# Chain saw cutting crooked after flipping bar



## JD420 (Jan 13, 2011)

Was cutting some firewood and saw was cutting straight and fine, and got to thinking that I hadn't turned the bar over in a while. When I did, the chain would bind as soon as I got it in the wood the full depth of the bar. It wanted to veer to the left. So I took bar off and put a square over top of bar and noticed that one edge (of groove in bar) was higher than the other. I ground it and still had same problem---I am thinking that I didn't grind it enough so that both sides of bar are the same height. (didn't want to over grind it) Questions I have are. Why does one edge of bar wear more than the other edge?? And it was the top side of the bar that wore uneven and the bottom side (cutting side) was ok, how can that be?? Why isn't it uneven all the way around?? Thanks for any input!!


----------



## woodnthings (Jan 24, 2009)

*here's what I do...*

Every so often I will use a vertical belt sander to "dress" the edge of my bars. I hold them at 90 degrees, the long way, not across and that refreshes the two bar plates.
You could also use a mill file and draw file it. Then use a wet or oil stone to clean it up.

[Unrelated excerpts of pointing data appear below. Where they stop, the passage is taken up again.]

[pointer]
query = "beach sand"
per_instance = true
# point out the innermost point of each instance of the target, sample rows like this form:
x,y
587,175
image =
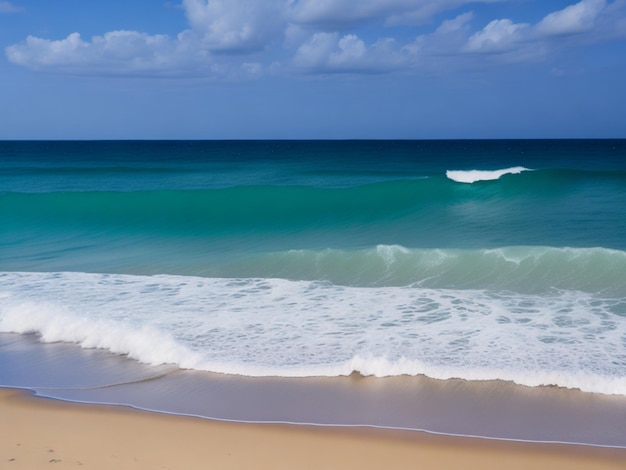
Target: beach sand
x,y
45,433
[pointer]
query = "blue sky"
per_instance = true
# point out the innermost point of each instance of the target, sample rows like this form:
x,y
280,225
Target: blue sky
x,y
294,69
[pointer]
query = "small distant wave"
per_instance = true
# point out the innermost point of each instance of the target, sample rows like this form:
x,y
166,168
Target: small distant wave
x,y
472,176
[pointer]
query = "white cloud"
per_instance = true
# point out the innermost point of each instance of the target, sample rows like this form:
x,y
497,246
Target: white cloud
x,y
236,25
8,7
497,36
247,38
114,53
330,52
573,19
339,14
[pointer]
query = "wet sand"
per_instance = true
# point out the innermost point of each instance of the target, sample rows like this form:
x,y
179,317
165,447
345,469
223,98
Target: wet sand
x,y
492,409
44,433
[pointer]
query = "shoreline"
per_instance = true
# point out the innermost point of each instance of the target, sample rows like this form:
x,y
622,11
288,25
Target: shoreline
x,y
48,431
490,410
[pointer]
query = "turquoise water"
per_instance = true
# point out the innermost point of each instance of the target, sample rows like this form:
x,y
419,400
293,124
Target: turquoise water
x,y
324,258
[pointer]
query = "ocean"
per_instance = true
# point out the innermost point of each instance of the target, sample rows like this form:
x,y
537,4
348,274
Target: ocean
x,y
477,260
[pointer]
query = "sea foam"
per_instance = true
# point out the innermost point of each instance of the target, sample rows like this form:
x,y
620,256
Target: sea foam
x,y
472,176
277,327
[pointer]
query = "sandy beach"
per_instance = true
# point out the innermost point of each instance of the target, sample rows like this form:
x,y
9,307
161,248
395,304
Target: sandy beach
x,y
39,433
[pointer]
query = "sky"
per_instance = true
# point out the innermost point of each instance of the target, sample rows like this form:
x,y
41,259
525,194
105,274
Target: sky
x,y
312,69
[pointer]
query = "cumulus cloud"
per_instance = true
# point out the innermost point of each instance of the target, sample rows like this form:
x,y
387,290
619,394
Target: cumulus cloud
x,y
8,7
573,19
114,53
340,14
330,52
248,38
497,36
236,25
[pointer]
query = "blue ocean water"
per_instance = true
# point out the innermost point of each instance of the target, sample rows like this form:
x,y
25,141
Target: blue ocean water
x,y
469,259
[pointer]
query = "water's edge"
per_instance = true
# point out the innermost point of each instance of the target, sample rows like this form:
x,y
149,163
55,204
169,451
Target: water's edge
x,y
491,409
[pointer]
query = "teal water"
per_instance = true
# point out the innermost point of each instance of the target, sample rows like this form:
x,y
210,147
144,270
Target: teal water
x,y
324,258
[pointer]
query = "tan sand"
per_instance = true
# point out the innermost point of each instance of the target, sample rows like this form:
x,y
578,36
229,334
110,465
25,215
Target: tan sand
x,y
41,433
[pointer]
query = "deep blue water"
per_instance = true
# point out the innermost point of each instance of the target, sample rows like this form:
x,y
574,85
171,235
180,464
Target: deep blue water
x,y
324,257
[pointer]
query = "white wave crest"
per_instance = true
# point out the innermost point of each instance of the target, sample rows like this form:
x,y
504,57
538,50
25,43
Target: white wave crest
x,y
276,327
472,176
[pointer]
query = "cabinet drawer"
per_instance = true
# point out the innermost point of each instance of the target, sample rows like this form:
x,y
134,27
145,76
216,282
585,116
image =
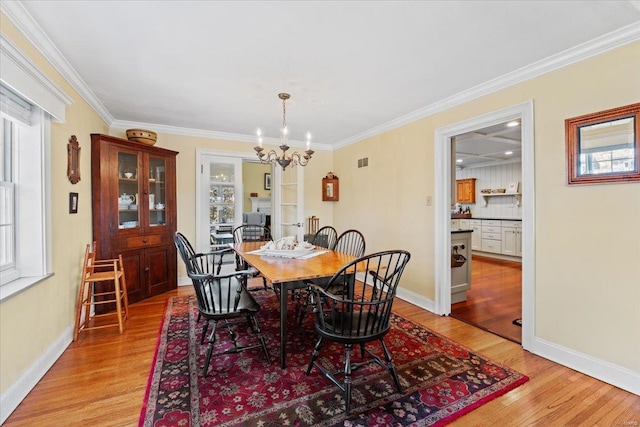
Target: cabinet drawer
x,y
489,245
490,229
514,224
142,241
492,236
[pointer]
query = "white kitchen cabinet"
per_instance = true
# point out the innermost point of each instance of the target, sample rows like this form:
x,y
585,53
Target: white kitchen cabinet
x,y
476,236
512,238
491,236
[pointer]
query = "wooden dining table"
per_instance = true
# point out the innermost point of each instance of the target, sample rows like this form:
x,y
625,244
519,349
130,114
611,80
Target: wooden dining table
x,y
289,273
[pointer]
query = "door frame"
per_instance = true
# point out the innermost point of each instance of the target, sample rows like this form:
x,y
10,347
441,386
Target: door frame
x,y
442,206
202,245
276,199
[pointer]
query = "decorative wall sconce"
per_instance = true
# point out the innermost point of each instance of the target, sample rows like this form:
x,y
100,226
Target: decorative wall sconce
x,y
330,188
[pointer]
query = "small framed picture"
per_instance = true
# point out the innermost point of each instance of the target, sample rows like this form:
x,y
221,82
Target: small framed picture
x,y
267,181
73,202
513,188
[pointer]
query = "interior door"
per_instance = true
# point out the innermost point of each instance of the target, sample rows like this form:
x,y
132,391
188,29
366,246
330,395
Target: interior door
x,y
289,201
219,198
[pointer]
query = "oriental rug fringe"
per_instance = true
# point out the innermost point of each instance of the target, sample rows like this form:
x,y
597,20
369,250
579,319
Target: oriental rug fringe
x,y
441,379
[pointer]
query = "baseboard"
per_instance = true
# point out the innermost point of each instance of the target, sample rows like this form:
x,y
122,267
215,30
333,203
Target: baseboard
x,y
416,299
615,375
11,398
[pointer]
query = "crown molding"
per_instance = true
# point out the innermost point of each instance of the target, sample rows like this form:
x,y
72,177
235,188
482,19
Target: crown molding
x,y
17,14
24,22
604,43
174,130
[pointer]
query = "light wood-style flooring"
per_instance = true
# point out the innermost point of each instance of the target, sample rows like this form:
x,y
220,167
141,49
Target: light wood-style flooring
x,y
101,379
495,298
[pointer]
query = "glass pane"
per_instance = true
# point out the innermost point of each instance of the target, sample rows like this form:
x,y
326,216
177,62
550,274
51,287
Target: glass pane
x,y
222,197
128,191
157,192
289,208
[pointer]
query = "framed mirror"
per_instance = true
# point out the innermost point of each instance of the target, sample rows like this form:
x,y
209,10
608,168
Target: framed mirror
x,y
603,147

If your saw cuts right or left after dressing the bar, I would certainly suspect the chain. Replace it and see how that works, OR sharpen it and see how that works.


----------



## ETWW (Mar 27, 2011)

In my experience, having the chain sharper on one side than the other is what results in an angled cut.


----------



## hwebb99 (Nov 27, 2012)

There could be a burr on the bar or chain could be sharper on one side.


----------



## Steve Neul (Sep 2, 2011)

I used to have a lot of problem with a bar doing that. Then I got to looking at the chains I had. I kept using them and sharpening them and when they stretched out too much had links removed kept using them. The chains were just developing excessive wear on the cutting links as well as the drive links. Even on a new bar the drive link was thin enough to allow the chain to wobble which caused more wear on the bar than it should. I started throwing the chains away when they needed a link removed and the bars started lasting a lot longer.


----------



## hwebb99 (Nov 27, 2012)

I can buy a new woodland pro chain for $10. I can't sharpen a chain as good as new. I save the resharpened chains for cutting small stuff, but I use a new chain for big stuff.


----------



## JD420 (Jan 13, 2011)

Thanks for all the info. After more inspection (thanks to your advice I had more things to look for) of bar and chain, there was two issues. One issue was that the one bar rail had worn lower than the other rail, but only on one side (top) of the bar. (don't know why just the top side) That is why it cut ok before I flipped it over. The other issue was that the drive links on this chain have narrowed, allowing the chain to tip from side to side and coupled with the bar rails not being straight across on the one side it multiplied the problem when I flipped the bar. I am very careful when cutting wood not to get the chain in the dirt--so when I sharpen, it takes just minimal strokes to sharpen chain. I get maximum use of chain by being careful not to get it in dirt. I suspect that instead of wearing a chain out by sharpening the teeth beyond use, I am wearing out the drive links first. I use bar and chain oil and have the saw (there is adjustment on this saw) set for maximum bar oil output. However I do need to be more diligent in making sure that the oil hole in bar is clean so I am getting the full amount of oil in groove of bar.


----------